Like Skew Wiff, Tokyo Tycoon is out of a Starcraft (Soviet Star) mare. Starcraft was bred by Waikato Stud’s Garry Chittick and after winning the Australian Derby (Gr 1, 2400m) the entire went on a northern hemisphere jaunt, adding Group 1 victories at Longchamp, setting the track record in the Prix du Moulin (1600m) and at Newmarket in the Queen Elizabeth II Stakes (8f).

Given his race career, he might have been a shade disappointing as a sire, accumulating 20 stakes winners. Perhaps his daughters will make up for that.

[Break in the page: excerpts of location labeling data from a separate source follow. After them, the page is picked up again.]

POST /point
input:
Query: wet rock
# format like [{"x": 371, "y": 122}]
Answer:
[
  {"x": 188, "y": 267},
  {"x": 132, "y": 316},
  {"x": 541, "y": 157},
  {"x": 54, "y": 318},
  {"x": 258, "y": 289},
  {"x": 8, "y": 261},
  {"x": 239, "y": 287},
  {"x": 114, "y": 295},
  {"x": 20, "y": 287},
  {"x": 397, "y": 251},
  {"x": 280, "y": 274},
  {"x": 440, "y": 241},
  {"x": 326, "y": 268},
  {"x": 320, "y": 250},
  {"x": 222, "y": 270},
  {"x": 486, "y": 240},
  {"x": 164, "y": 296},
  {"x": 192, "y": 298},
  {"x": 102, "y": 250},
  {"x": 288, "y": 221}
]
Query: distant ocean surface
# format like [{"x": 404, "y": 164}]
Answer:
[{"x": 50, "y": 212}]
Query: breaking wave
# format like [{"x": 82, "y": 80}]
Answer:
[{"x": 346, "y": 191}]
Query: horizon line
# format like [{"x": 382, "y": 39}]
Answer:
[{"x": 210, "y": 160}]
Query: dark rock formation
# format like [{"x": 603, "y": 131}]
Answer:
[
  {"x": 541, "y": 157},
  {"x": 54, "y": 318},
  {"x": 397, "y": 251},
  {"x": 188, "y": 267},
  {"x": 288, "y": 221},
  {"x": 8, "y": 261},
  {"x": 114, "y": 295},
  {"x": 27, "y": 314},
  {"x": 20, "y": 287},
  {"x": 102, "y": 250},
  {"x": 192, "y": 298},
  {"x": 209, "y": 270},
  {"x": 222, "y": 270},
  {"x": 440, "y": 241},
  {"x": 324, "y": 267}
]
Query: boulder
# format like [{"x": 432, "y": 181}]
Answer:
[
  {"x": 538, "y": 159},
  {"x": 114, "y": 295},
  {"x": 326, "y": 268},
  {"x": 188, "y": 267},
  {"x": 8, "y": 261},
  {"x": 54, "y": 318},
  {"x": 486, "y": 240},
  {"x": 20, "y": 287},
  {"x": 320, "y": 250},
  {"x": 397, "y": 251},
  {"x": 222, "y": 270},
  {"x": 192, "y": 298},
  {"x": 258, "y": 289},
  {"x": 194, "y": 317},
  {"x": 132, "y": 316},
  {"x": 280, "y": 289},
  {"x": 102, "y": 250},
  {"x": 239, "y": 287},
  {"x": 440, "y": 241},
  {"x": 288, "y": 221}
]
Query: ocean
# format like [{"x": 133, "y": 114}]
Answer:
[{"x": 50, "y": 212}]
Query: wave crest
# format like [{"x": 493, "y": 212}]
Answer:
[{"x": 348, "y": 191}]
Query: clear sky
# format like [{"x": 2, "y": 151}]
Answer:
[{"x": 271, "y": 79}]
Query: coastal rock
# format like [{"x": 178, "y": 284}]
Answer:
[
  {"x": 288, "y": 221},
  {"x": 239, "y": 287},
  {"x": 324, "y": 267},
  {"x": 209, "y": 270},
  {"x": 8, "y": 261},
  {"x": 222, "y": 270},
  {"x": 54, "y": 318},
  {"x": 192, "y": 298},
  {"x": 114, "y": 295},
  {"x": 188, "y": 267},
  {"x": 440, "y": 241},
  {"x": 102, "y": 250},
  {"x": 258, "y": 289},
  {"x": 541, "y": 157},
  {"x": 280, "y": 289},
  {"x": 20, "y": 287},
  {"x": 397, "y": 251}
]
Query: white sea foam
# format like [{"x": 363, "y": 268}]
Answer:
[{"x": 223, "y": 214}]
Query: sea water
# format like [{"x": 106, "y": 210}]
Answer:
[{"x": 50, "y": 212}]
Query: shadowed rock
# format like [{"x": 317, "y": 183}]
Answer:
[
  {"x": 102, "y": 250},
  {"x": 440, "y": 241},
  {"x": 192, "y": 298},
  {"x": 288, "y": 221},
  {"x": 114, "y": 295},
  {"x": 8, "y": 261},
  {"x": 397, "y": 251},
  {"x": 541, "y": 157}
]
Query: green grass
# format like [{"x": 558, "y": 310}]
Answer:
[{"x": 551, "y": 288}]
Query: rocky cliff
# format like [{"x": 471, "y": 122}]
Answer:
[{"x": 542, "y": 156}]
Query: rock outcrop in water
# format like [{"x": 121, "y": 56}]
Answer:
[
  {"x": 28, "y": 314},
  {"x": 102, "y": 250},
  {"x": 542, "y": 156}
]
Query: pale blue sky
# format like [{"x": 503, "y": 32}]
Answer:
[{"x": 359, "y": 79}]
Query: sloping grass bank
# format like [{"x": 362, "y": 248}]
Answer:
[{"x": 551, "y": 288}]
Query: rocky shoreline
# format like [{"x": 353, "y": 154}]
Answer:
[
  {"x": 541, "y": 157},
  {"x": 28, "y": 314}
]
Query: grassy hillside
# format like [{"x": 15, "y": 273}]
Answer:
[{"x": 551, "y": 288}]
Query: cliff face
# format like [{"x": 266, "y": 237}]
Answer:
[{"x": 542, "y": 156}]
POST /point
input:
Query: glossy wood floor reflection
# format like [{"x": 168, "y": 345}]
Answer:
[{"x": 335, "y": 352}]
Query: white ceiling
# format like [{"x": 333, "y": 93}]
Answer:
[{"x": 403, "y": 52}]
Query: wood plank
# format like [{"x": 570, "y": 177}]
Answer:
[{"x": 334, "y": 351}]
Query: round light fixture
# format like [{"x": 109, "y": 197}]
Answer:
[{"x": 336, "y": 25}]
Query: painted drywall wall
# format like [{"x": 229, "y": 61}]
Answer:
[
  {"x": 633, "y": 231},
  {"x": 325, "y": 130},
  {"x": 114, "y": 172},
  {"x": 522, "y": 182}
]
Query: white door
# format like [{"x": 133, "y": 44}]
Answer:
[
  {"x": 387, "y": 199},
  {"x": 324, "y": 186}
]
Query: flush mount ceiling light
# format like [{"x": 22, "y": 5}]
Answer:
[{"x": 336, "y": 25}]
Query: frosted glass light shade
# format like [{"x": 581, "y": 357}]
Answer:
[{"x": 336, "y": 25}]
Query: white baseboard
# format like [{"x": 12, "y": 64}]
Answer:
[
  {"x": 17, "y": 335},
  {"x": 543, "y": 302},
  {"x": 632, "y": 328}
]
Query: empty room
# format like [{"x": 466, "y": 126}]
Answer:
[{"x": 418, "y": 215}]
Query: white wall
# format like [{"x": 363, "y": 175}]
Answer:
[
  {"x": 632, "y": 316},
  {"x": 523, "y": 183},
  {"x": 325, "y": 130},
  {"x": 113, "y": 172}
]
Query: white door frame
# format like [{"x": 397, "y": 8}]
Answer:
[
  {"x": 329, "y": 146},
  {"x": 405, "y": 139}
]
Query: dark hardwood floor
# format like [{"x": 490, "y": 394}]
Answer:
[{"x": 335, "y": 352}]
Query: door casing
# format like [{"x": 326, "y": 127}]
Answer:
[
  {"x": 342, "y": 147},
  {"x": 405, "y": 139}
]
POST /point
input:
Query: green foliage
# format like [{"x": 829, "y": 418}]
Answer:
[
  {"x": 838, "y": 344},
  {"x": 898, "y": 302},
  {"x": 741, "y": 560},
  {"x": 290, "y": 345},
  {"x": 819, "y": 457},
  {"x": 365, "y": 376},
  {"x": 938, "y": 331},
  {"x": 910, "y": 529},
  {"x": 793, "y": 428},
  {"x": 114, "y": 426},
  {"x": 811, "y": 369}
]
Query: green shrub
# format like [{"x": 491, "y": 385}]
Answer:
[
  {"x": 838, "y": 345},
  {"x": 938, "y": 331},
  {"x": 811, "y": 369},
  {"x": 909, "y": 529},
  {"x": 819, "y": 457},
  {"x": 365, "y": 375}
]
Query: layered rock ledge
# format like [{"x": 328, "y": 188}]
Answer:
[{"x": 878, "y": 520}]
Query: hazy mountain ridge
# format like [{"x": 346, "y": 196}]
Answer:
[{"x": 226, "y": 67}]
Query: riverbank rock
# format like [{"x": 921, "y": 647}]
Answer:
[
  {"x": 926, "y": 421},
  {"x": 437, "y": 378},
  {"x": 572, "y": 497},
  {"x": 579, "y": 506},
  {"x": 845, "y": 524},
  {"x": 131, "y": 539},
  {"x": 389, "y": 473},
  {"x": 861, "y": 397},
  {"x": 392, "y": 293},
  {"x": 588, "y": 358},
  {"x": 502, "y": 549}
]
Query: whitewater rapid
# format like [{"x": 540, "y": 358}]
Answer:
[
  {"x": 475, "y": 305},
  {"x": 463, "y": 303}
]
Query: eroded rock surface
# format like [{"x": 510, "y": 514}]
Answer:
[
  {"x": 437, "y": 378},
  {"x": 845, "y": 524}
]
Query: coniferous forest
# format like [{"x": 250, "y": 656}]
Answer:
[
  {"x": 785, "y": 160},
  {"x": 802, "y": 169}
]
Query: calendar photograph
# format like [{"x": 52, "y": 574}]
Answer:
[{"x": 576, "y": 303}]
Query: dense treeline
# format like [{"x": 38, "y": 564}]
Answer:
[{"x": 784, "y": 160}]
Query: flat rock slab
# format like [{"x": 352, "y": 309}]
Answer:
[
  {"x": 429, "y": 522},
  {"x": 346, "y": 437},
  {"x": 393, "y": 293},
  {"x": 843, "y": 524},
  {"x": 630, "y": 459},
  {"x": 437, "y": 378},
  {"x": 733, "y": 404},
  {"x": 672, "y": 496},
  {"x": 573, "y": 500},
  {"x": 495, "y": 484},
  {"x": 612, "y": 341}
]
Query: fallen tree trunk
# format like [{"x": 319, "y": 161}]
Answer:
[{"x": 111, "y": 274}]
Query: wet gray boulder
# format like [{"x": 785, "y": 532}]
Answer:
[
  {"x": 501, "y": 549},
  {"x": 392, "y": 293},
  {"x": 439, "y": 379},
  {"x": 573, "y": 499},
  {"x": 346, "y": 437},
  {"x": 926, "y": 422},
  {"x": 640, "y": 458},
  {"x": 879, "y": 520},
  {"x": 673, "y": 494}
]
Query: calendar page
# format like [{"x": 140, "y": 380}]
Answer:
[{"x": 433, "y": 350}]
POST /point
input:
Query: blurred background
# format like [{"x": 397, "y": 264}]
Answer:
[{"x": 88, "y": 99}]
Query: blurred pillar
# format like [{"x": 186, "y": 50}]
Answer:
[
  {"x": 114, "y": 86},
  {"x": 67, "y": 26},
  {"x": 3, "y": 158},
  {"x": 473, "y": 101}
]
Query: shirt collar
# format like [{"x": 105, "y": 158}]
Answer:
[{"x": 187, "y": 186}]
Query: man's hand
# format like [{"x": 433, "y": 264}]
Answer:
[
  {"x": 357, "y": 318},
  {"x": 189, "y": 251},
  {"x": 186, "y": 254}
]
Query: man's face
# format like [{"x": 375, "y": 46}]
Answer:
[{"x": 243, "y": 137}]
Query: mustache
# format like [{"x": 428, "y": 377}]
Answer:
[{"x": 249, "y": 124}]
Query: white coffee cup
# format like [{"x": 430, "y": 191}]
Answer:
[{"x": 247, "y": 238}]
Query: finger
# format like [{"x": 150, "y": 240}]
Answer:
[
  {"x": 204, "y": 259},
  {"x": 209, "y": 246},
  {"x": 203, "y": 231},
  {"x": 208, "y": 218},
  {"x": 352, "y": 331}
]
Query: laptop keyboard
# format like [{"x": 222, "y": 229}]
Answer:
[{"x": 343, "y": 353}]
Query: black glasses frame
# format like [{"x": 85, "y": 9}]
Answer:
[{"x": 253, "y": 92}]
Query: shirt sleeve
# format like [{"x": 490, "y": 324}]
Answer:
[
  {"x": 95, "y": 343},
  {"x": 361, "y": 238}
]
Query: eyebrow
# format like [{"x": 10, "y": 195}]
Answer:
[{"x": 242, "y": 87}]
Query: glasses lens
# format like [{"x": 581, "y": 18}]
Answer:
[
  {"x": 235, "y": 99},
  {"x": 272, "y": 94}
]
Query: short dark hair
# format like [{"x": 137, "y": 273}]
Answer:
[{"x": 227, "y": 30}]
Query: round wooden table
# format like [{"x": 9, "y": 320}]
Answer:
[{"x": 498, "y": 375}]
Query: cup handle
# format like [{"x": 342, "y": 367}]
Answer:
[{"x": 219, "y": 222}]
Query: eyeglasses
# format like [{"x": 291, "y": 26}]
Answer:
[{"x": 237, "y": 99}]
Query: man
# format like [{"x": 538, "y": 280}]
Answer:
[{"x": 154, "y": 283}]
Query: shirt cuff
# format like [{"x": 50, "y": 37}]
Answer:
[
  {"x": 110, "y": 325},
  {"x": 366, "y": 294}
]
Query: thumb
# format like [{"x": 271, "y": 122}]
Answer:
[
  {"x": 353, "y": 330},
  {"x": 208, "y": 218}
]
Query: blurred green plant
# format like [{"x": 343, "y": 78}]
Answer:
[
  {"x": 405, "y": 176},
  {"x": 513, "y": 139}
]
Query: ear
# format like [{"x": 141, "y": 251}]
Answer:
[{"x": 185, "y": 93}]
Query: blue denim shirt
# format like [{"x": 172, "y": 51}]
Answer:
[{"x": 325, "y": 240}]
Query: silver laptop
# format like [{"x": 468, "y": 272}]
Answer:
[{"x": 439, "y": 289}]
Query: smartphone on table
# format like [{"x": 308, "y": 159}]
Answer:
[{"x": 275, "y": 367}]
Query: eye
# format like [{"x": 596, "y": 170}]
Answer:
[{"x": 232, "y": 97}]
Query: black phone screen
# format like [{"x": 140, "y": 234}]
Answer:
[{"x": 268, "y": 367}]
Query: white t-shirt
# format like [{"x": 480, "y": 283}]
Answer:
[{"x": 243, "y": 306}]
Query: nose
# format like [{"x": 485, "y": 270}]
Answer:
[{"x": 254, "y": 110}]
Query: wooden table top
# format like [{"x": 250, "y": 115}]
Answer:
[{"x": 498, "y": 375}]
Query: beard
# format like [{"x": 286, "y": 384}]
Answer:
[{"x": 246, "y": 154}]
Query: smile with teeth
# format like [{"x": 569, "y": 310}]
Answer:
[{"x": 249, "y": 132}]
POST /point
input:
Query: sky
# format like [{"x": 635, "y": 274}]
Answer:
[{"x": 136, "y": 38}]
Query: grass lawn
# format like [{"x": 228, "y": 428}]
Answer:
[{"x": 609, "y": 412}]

Tokyo Tycoon’s winning dam is a half-sister to Ajax Stakes (Gr 2, 1500m) winner Messene (Lonhro), while his third dam is a half-sister to the great Zabeel (Sir Tristram).

David Ellis found him at the March 2022 NZB Karaka Yearling sale for $125,000. That price is looking like a pittance now as further riches are almost certain.

And another…

Also unbeaten is Te Akau Racing’s Quintessa. Arriving at Hasting with two wins in as many starts, Quintessa didn’t have much to spare in her Pukekohe maiden win or her 3YO Fillies Set Weights win at Taupo last month. That field was considerably better than average and provided Oneira (Contributer) and Tulsi (The Autumn Sun), respectively third and fourth in Saturday’s Gold Trail Stakes (Gr 3, 1200m).

Opie Bosson was again the deciding factor in Quintessa’s win at Hastings, improving her from the 800-metre mark, before rounding into the straight four deep to be sixth at the top of the straight. Bosson waited until the 200 metres, popped the question and she bounded to the lead inside the 100 metres, from where she held off all challenges.

Co-trainer, Mark Walker, is slightly bemused with her sprint form as her dam, Chaquinta is by High Chaparral (Sadler’s Wells). The shortest of Chaquinta’s five wins was at 2000 metres, while the longest was at 2700 metres. Three of those wins were in Sydney. From that, it is not difficult to imagine that Quintessa’s long-range goal might be an Oaks.

Chaquinta’s dam is a half-sister La Quinta (Tavistock), dam of last year’s Queen Elizabeth II Cup (Gr 3, 2400m) winner, Dionysus (Ocean Park).

Quintessa was sourced at the 2022 NZB Karaka Yearling Sale for $170,000. She knows where the line is and will recoup that and more.